Может, ему уже не хочется освещать и обогревать нашу грешную землю?
Солнце, мы исправимся, выходи.
Осенняя прогулка
Пасмурно, дождливо, холодно.
Кофе, сигарета, и снова потянуло в сон, и ладно.
А вот Станислав Семёнович спит не более четырёх-пяти часов. Он много работает. Он — главный художник нашего театра. Он востребован и в других театрах. Он — лауреат Государственной премии. Он может много выпить, но уже через пару часов снова может спокойно работать.
Театр…. Первым моим театральным потрясением был спектакль «Аленький цветочек».
Было это в первом классе, ранней осенью, в Мариуполе. Шли пешком через старое городское кладбище, и вдруг стал паясничать. И Неонила Андреевна сказала, что нехорошо вести себя так на кладбище.
А паясничал я из-за Лиды Жуковой.
Она мне очень нравилась, и мне хотелось привлечь ее внимание.
Мы тогда жили на Бахмутской, рядом с ними. Время было голодное, мать часто болела, отец был где-то на Севере, и отец Лиды, грузин Вашакидзе, часто выручал нас с продуктами. У него было три дочери, но только с рождением сына он сразу всем им дал свою фамилию. И Лида Жукова стала Лидой Вашакидзе. И я по-прежнему был в неё влюблен.
В восьмом классе Вера Петровна предложила мне сыграть в школьном спектакле роль молодого Володи Ульянова. Но я как-то не решился, и эту роль отдали Ване Синеоку. А роль мамы Володи Ульянова играла Лида Вашакидзе, и по ходу спектакля она должна была в какой-то момент крепко прижать его к своей груди. Утешая, пытаясь успокоить возмущённое сердце сына.
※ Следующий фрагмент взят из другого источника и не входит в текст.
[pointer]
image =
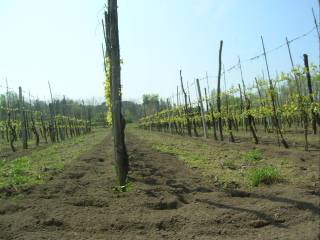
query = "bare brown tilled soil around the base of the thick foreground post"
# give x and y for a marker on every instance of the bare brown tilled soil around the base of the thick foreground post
(168, 201)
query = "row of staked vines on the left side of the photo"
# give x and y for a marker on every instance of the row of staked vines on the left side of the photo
(23, 122)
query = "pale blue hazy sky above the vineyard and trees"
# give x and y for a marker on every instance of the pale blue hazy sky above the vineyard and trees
(60, 41)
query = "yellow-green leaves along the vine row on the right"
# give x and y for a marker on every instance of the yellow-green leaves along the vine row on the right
(284, 91)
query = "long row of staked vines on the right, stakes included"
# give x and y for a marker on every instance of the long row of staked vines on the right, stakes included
(289, 103)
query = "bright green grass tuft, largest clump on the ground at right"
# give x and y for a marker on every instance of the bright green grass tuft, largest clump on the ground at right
(267, 175)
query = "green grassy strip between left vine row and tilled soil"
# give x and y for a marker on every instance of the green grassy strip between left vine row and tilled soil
(23, 169)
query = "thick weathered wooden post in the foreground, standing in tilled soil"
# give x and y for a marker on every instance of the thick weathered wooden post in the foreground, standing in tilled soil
(118, 122)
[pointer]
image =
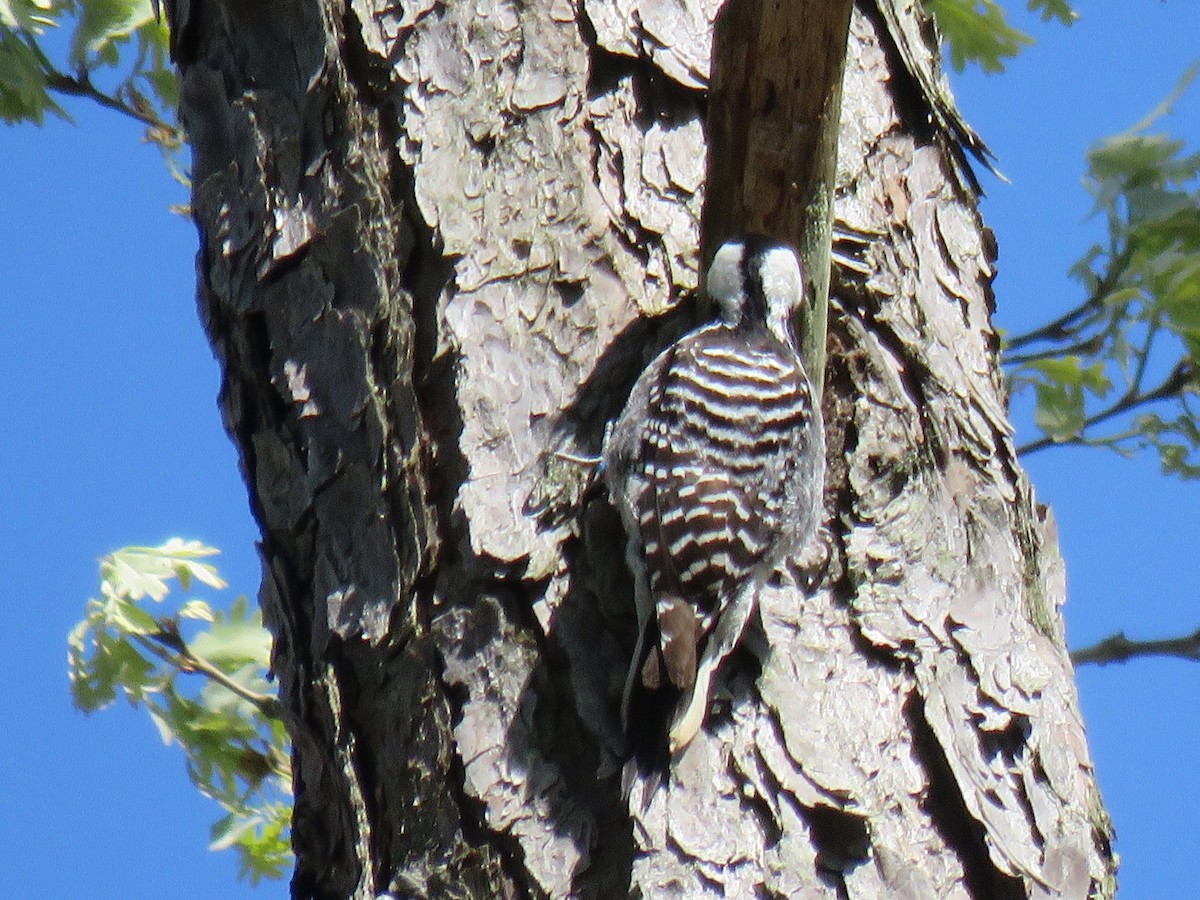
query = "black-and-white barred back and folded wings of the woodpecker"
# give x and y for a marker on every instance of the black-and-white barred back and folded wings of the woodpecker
(722, 448)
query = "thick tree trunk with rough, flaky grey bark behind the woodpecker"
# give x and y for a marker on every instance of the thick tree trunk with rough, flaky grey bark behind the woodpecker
(431, 238)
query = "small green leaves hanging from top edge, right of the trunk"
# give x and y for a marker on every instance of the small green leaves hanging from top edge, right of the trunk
(977, 32)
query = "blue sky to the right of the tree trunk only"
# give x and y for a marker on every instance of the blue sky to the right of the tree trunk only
(1130, 536)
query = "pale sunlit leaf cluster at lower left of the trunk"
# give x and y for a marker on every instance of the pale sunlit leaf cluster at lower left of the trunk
(207, 691)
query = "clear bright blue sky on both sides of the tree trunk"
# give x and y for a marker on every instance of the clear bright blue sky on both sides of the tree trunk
(115, 439)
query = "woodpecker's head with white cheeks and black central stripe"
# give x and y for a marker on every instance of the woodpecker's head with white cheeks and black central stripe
(758, 280)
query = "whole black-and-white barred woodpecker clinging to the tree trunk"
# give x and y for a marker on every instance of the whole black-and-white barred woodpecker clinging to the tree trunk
(717, 467)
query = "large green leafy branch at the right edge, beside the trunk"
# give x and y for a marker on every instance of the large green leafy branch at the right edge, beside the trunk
(1120, 369)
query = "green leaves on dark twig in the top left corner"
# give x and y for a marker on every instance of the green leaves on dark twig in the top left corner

И Лида крепко прижимала Ваню к своей уже оформлявшейся груди, а ведь вместо Вани мог быть я…
Ремонт подъезда продолжается, и женщина в забрызганной спецовке просит ведро воды, а Валерий Юрьевич по телефону спрашивает, могу ли я ему на короткое время дать Леви-Стросса.
Нет проблем.
Живёт он в соседней пятиэтажке, на первом этаже, и у него почему-то очень часто забивается канализация. И под Леви-Строссом подразумевается сантехнический трос.
Он так шутит.
Человек он образованный, возможно, один из самых образованных в нашем городе. И он знает Леви-Стросса, и у него часто забивается канализация.
Однажды он явился за тросом в ночь под Новый год: «Гости пришли, а у меня в квартире говно плавает».
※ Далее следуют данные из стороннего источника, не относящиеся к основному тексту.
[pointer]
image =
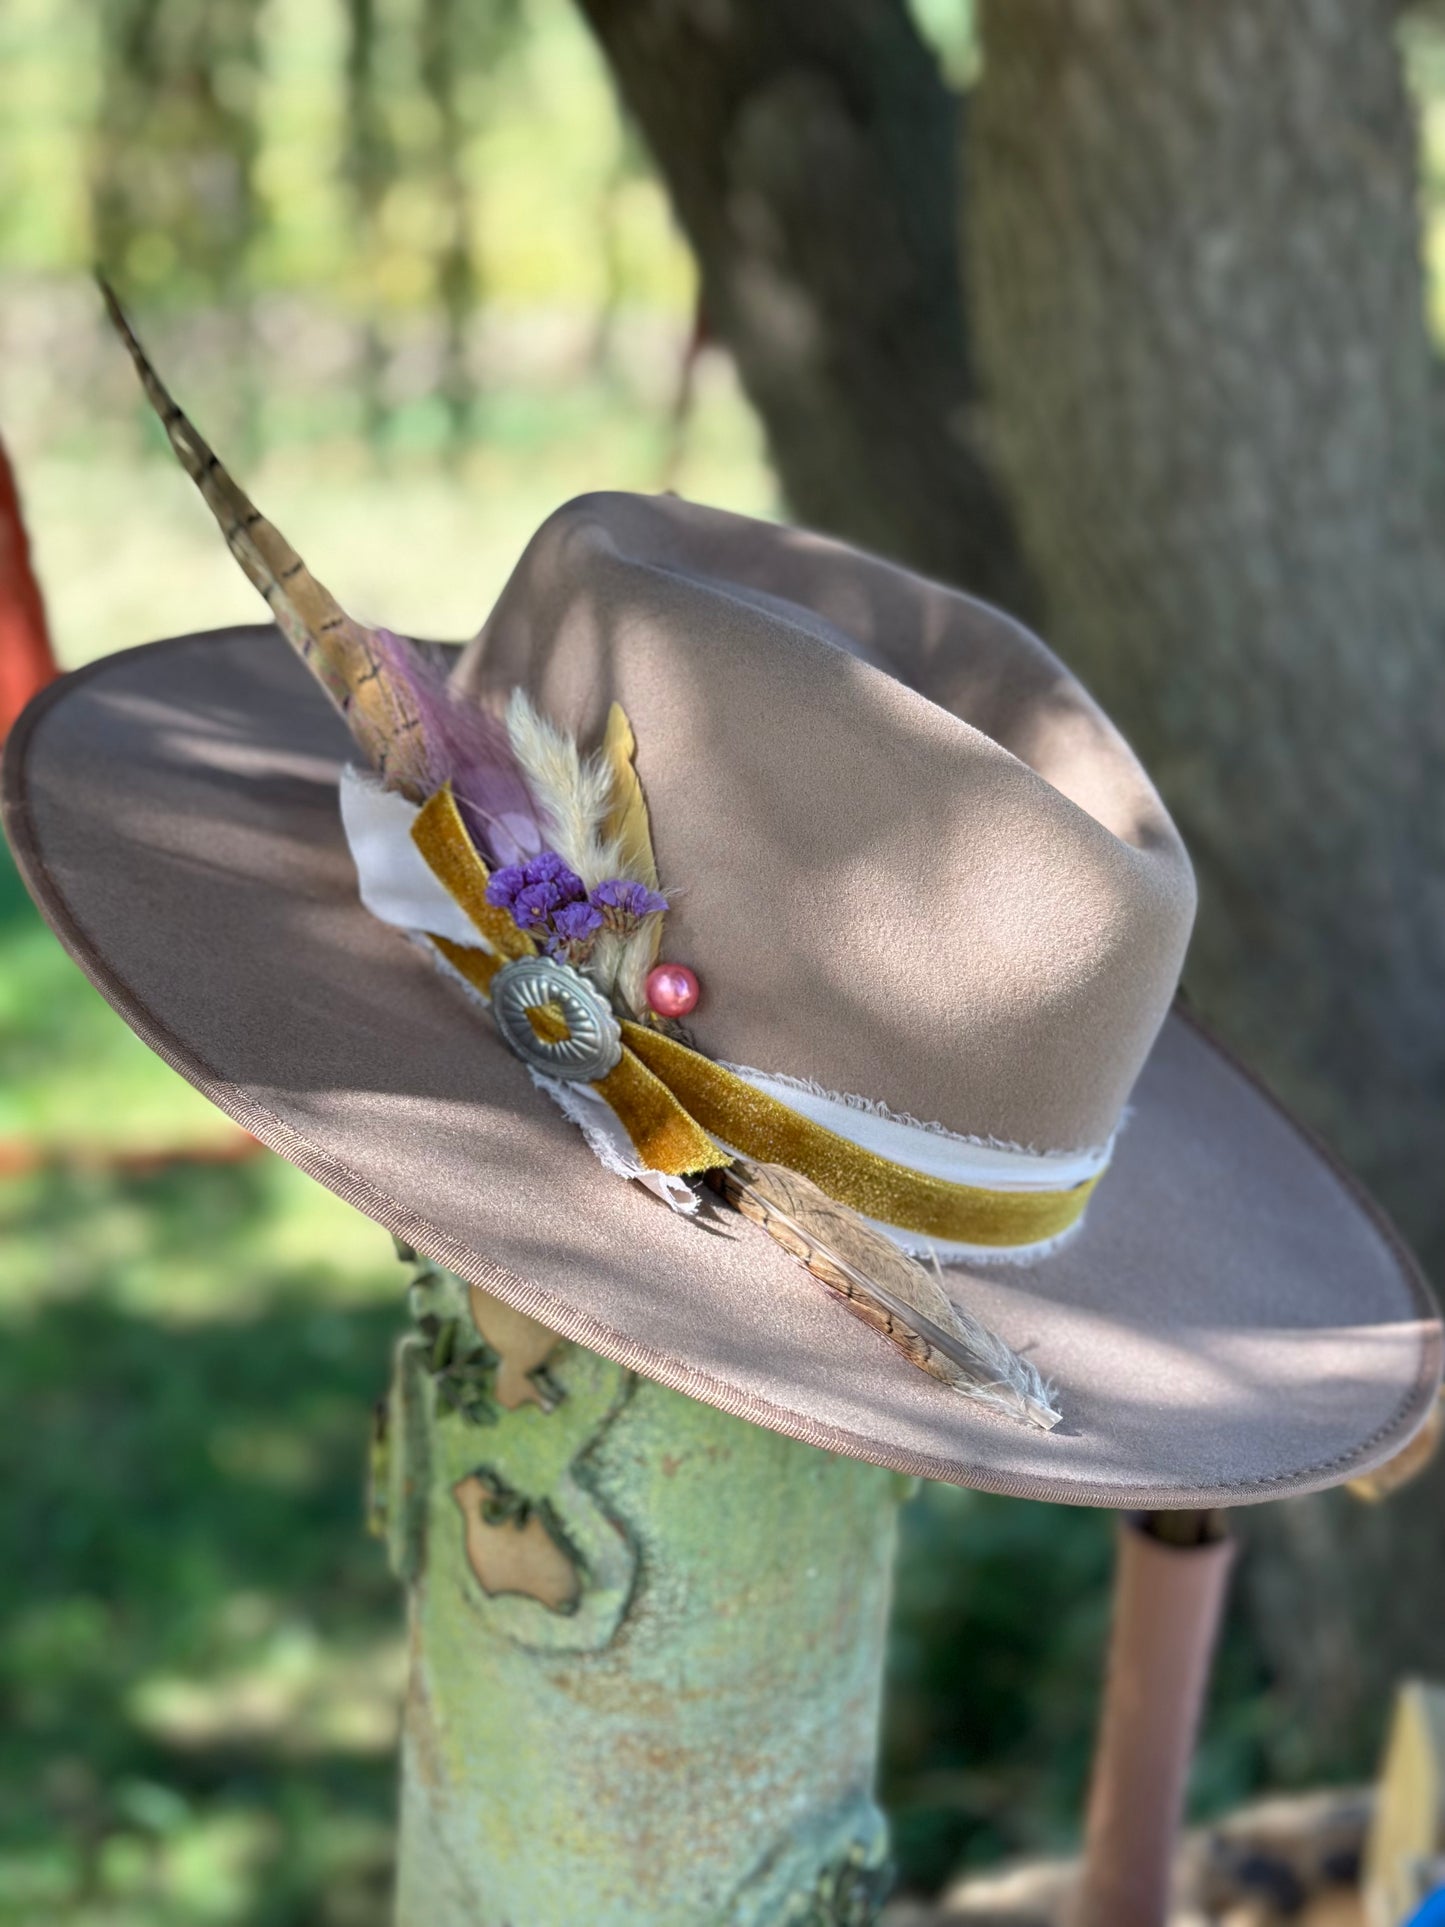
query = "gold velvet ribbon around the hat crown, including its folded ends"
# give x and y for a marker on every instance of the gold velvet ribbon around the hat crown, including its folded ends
(677, 1103)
Леви-Стросс — французский этнограф, социолог, философ, один из главнейших представителей структурализма.
Пытался я его как-то читать, но оставил: слишком сложно.
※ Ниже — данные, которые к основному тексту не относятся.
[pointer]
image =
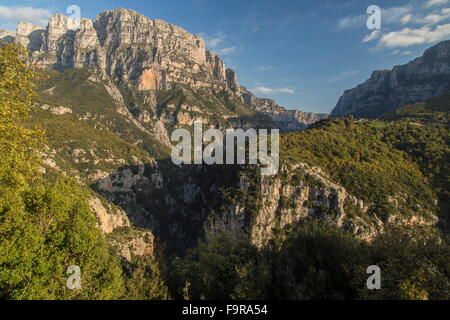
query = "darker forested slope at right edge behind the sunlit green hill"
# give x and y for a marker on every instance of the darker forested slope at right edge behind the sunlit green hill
(422, 131)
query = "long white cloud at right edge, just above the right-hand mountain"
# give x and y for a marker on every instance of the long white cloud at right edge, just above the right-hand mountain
(408, 37)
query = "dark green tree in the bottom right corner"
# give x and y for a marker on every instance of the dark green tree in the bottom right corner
(414, 265)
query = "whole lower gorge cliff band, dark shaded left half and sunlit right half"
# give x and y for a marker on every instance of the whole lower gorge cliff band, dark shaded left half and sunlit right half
(181, 205)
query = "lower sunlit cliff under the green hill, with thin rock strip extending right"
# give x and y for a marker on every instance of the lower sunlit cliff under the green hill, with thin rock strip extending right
(296, 193)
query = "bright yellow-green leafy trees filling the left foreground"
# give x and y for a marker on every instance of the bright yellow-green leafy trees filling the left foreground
(44, 227)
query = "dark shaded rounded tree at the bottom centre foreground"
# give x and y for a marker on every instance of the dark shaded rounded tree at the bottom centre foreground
(221, 268)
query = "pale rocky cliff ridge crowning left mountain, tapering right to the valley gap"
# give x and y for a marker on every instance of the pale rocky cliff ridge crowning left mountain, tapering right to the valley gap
(146, 54)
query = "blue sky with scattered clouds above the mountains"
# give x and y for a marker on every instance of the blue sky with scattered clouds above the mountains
(303, 54)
Дождь кончился, проглянуло солнце, кот с подоконника грустно смотрит на улицу. Где за 10 лет своей жизни еще ни разу не был и вряд ли уже побывает.
За веткой берёзы блестит купол Казанской церкви. Вдруг резко потемнело и снова пошёл дождь.
Сдал в библиотеке «Жизнь Тулуз-Лотрека», взял «Жизнь Гогена», а в магазине — бутылку «Зубровки» и плавленый сырок и пошёл.
Хорошо гулять по городу, когда в сумке есть согревающее. И тогда всё в масть: и дождь, и ветер, и лужи, и летящие листья, и скользкий овраг за желдорбольницей, и чей-то взгляд из кривого домика на краю оврага, и последние осенние цветы в уже вскопанном огороде, и весело зеленеет стадион «Торпедо» — и «Торпедо» обязательно станет чемпионом, и серые дикие утки отдыхают на тёмно-зелёной воде Платошки у пожарной части, и никто их не трогает, не обижает.